Letters to the Editor
With candidates announcing and the 2008 New Hampshire Primary beginning in earnest, I write to call attention to the fact that it is the N.H. Secretary of State, Bill Gardner, and not Governor Lynch, who will determine the date of the N.H. Primary. Your item on page 21 of the February issue is in need of correction in this regard.
As a member of the board of the N.H. Political Library I would like to thank New Hampshire Magazine for continuing to keep the focus on our N.H. Primary tradition. We hope every Granite Stater will become involved and do everything they can to make sure we continue to have a high level of civic engagement and the highest turnout in the presidential nominating calendar. With its low filing fee and level playing field, it is New Hampshire that keeps alive the American dream that anyone can run for president.
Oops, It’s Taxable
I believe some information about 529 Plans [“Senior Life,” February 2007] may be incorrect.

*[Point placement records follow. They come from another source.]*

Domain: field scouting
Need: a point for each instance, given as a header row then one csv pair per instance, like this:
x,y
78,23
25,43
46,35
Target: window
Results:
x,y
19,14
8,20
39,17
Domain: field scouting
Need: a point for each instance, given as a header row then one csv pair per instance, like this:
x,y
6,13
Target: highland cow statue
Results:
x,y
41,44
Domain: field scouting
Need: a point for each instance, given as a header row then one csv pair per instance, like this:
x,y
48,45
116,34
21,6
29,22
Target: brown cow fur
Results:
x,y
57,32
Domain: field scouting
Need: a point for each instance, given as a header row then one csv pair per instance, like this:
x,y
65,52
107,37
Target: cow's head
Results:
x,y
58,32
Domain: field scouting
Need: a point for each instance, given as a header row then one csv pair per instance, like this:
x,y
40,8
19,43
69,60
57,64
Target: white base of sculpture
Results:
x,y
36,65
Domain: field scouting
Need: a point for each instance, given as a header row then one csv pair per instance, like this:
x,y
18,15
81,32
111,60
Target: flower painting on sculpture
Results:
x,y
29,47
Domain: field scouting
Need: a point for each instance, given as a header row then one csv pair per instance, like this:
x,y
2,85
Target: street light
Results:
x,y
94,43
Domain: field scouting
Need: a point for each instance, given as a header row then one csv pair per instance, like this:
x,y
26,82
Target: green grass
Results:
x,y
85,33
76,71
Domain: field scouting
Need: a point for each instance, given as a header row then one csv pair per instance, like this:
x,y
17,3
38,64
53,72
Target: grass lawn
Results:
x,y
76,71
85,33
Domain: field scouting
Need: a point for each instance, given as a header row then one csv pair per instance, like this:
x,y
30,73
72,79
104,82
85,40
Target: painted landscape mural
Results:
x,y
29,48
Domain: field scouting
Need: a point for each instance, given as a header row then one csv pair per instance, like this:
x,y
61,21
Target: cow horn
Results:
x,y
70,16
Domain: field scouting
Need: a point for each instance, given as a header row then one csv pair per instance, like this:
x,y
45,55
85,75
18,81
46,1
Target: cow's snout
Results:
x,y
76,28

The author states that: “The IRS allows an annual gift of $12,000 to be made and deducted from the giver’s taxable income.” I believe that contributions to a 529 Plan are not deductible from one’s income.
Editor’s Note: The letter writer is correct. You can put $12,000 (or more) into the 529, but the gift is not deducted from the giver’s taxable income. Thanks for bringing this to our attention.
Offended by Capitol Offenses
As much as I enjoy perusing your magazine, I’m inclined to cancel my subscription after reading your recent article entitled “Everybody’s Mardi Gras.” It was entirely too partisan for me. Regardless of which side of the political fence one is on, your magazine is usually full of interesting articles that are not usually so biased, therefore enjoyable. To me, you just jumped on the bandwagon like everyone else in your blatant support of Ms. Shea-Porter. She’s not a politician, she’s a whiner and complainer who, in my best estimation, won’t get a thing done because she doesn’t know how to “play nicely with others.” I’m not sure why it is that Mr. Arnesen thinks it’s a good thing that Ms. Shea-Porter is more concerned about Louisiana than New Hampshire. Aren’t there poor and struggling people here, too?
Please think twice before publishing something of this nature again or you will lose one subscriber.
A Concerned Reader
We are new to New Hampshire. My wife wanted to consider New Hampshire Magazine. Looked like a go until we read the Capitol Offenses piece by Arnie Arnesen in your Feb. issue. We would not buy a magazine like yours to read such things. We don’t believe liberal or conservative political “darlings” are your mission. We have many other publications for that.
Also, [to take exception to her point] we elect representatives from states and defined districts within those states to worry about things in those areas. Sometimes things can all come together but “charity” should still start at home. If not, why don’t we just elect 100 senators from anywhere in the country and several hundred members of Congress the same way.
Maybe this “save the world” attitude is one of the reasons Arnie Arnesen never made it past nominee and candidate Arnesen. Thankfully, because there are enough problems right here to more than take the time of our elected officials.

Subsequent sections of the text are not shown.